9月閉店予定の沖縄三越は22日、那覇市内のホテルで臨時株主総会を開き、株主を総入れ替えする議案10件全てを賛成多数で承認した。関係者によると、株主の一部から反対があったが、効力が発生する10月1日からリウボウホールディングス(リウボウHD)と地域経済活性化支援機構が経営権を引き継ぐ。総会の承認を受け、沖縄三越の再生計画は本格的に動きだす。(照屋剛志)

 審議したのは、「全部取得条項付種類株式への定款一部変更」など10議案。沖縄三越の普通株式を種類株式へ変更し現株主から無償取得。

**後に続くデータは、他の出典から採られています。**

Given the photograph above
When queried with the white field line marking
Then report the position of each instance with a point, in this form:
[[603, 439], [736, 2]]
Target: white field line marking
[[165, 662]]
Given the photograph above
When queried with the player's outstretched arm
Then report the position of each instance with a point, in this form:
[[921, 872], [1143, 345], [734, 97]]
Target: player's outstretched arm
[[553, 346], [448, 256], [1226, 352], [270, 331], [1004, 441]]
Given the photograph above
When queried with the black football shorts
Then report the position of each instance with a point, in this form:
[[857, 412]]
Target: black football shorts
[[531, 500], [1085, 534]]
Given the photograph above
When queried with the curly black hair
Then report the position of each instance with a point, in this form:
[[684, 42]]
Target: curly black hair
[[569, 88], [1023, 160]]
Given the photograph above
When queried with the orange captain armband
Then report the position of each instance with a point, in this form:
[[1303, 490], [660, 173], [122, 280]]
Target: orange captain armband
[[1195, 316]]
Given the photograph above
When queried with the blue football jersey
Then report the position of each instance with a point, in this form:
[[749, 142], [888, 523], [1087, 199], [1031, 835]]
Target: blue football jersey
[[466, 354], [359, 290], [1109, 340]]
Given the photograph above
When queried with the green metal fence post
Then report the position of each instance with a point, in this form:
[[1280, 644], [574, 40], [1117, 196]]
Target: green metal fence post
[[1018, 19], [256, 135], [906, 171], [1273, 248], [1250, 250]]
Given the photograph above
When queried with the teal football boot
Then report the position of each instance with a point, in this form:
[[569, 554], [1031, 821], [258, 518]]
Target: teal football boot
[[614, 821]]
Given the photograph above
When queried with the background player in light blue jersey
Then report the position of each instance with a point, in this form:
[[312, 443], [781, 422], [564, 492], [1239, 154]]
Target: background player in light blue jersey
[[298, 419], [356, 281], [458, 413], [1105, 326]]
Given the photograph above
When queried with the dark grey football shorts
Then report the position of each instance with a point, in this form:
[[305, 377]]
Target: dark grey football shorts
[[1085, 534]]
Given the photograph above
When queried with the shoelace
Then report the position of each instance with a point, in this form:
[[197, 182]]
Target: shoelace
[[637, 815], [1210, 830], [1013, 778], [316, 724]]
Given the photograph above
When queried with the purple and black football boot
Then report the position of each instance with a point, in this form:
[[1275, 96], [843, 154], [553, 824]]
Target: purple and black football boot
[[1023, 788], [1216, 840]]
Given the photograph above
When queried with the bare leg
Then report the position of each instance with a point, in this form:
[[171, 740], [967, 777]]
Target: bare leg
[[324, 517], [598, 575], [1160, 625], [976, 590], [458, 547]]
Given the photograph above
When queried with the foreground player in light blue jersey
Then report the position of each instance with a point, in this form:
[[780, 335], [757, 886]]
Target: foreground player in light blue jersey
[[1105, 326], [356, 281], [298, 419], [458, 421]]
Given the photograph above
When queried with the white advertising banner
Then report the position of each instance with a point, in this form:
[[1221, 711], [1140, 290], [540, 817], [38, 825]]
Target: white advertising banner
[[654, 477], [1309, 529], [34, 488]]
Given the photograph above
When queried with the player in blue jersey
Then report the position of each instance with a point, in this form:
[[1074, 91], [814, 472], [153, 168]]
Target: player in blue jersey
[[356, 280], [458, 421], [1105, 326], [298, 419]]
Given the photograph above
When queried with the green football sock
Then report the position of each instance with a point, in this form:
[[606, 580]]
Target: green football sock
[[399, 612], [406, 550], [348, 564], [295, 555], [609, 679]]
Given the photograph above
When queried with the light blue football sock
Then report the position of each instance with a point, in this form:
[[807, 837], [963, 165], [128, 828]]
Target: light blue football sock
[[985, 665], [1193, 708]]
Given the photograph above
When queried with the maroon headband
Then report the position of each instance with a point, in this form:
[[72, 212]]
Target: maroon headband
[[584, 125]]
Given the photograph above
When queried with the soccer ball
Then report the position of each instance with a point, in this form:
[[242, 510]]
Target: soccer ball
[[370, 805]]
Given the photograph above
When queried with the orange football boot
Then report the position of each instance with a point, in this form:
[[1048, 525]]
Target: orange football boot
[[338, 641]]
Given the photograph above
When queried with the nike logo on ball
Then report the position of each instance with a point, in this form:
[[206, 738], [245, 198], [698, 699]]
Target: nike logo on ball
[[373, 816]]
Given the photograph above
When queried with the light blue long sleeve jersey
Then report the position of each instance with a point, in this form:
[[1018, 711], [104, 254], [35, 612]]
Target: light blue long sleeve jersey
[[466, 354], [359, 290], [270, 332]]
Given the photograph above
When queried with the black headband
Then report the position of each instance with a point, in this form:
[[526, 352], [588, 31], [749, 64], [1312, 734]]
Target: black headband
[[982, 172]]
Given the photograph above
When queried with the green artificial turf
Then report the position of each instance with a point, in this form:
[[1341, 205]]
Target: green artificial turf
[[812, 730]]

取得後は、資本金と準備金の全額10億1150万円を減資し、リウボウHDと同機構が新たに発行した株式を1億円で取得する。

 一連の手続きは10月1日付で効力が発生。同日から「リウボウ商事」に社名を変更し、空港売店などの3事業を引き継ぎ、百貨店跡での新事業に取り組む。

 再生スキームを主導する同機構は当初、全株主の理解を得て、無償譲渡を求める考えだったが、個別株主全ての同意を得るのは「事実上困難」と判断し、株主の議決権の3分の2の賛成で無償譲渡が可能となる定款の変更で対応した。

 一方、百貨店建物の賃貸借契約を継続させ、円滑に事業を引き継ぐには沖縄三越という会社の枠組みを一定残す必要があった。

 ただ、資本と経営陣の総入れ替えに加え、本業の百貨店事業も終了し、従業員の解雇も伴うことから沖縄三越の実体はなくなる。「沖縄三越の再生」というより、リウボウHDと同機構に引き継ぐ3事業のスムーズな移行と新事業の開始を優先させた形だ。

 経営権を引き継ぐリウボウは資本金1億円の65%、同機構が35%を出資する。総会では同機構が2017年3月末までに支援を終える仕組みも決めており、2年半で事業を軌道に乗せることも注視される。